For registration, the framework might define metrics such as:
- registration start count
- form submission rate
- form error rate
- email verification rate
- registration completion rate
- drop-off between form submission and email verification
- time to complete registration
Each metric should have a clear definition:
- the question it answers
- the events used to calculate it
- the formula
- the population included
- any filters or exclusions
- the reporting period
- the decision it supports
A metric name is not enough. The framework should make the calculation and interpretation clear.
Connect metrics to decisions
A measurement framework should show how metrics will be used.
For registration, the team might need to decide:
- should we simplify the form?
- should we improve validation messages?
- should we change the confirmation screen?
- should we investigate email deliverability?
- should we compare behaviour by device, channel, or user type?
These decisions shape which metrics matter most.
A team improving form completion needs different evidence from a team investigating email verification. The framework helps keep metrics connected to the decisions they are meant to support.
Keep the framework usable
A measurement framework should be detailed enough to guide implementation, but simple enough for the team to use.
It should not become a large document that nobody reads.

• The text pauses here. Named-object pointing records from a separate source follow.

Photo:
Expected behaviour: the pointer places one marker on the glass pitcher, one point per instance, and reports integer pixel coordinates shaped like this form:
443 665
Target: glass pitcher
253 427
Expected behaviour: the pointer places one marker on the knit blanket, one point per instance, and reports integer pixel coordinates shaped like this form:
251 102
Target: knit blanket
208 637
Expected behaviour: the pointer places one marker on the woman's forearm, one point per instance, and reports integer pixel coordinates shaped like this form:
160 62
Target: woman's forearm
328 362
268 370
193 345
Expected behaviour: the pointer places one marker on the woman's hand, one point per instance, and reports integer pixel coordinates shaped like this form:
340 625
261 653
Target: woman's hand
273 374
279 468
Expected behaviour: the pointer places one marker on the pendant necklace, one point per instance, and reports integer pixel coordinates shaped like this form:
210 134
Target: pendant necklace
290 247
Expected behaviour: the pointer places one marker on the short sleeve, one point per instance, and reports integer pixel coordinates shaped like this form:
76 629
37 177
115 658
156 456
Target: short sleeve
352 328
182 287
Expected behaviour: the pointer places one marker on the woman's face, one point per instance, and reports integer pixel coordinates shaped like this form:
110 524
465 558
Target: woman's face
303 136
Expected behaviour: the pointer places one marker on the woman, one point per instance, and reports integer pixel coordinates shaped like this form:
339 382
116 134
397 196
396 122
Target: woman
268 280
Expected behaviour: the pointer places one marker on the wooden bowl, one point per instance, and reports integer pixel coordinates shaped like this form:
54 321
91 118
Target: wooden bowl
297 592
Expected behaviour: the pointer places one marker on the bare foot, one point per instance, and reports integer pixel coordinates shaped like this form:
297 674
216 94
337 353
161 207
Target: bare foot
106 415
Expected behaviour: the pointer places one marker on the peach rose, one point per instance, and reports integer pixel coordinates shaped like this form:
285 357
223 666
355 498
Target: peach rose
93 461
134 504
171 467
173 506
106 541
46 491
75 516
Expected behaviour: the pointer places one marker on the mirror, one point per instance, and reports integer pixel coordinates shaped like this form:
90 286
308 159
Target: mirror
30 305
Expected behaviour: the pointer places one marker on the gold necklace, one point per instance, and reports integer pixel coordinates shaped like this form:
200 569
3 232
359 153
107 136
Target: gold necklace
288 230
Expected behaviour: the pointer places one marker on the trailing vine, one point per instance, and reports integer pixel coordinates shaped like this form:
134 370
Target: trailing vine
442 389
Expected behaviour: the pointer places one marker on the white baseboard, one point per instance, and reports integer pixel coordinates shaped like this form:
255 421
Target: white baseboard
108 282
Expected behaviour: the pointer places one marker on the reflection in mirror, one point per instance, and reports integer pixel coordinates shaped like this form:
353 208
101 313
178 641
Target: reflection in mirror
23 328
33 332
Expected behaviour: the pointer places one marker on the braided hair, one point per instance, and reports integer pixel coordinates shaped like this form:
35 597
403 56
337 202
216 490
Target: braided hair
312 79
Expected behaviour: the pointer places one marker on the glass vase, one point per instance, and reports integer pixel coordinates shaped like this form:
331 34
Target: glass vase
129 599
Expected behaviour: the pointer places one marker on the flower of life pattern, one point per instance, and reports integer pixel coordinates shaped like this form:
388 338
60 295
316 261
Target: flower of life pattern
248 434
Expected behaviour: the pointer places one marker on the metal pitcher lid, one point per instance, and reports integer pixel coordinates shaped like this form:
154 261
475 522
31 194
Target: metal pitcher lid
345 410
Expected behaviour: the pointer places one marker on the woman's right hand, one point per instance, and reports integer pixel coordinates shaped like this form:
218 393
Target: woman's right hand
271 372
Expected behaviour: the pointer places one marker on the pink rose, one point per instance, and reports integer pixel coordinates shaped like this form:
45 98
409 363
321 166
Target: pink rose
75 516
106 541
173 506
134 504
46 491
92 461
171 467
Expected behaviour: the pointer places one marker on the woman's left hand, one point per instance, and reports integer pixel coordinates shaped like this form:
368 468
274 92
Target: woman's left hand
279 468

A practical framework might be captured as a table:
Product question:
Are users able to create an account and access the product?
Workflow:
Register for an account
Steps:
View form → enter details → submit form → verify email → access product
Events:
registration.form_viewed
registration.form_submitted
registration.form_error_shown
registration.email_verified
registration.completed
Metrics:
Form submission rate
Form error rate
Email verification rate
Registration completion rate
Time to complete registration
Decision:
Where should we improve the registration experience?
This level of detail is often enough to align product, design, engineering, analytics, and leadership before implementation.
Common mistakes
Common mistakes include:
- starting with dashboard layout instead of product questions
- defining metrics before defining the workflow
- adding events without explaining what behaviour they capture
- using metric names without formulas or context
- treating the framework as a one-off document
- creating a framework that is too complex for teams to maintain
A measurement framework should make measurement easier to understand and operate. If it creates more confusion than clarity, it needs simplifying.
How to apply this
When designing a measurement framework, work in this order:
- define the product questions
- identify the workflows
- map the meaningful steps
- define the events
- create metrics from the events
- connect metrics to decisions
- agree ownership and review points
Start with one important workflow. Prove that the framework helps the team make better measurement decisions before expanding it across the product.
Related articles
- The Workflow–Event–Metric model
- Building a metric tree
- Instrumentation specification template
- Metric catalogue template
Key takeaway
A measurement framework connects product questions, workflows, events, metrics, and decisions.
It gives teams a shared structure for deciding what to measure, how to capture evidence, and how to use measurement to improve the product.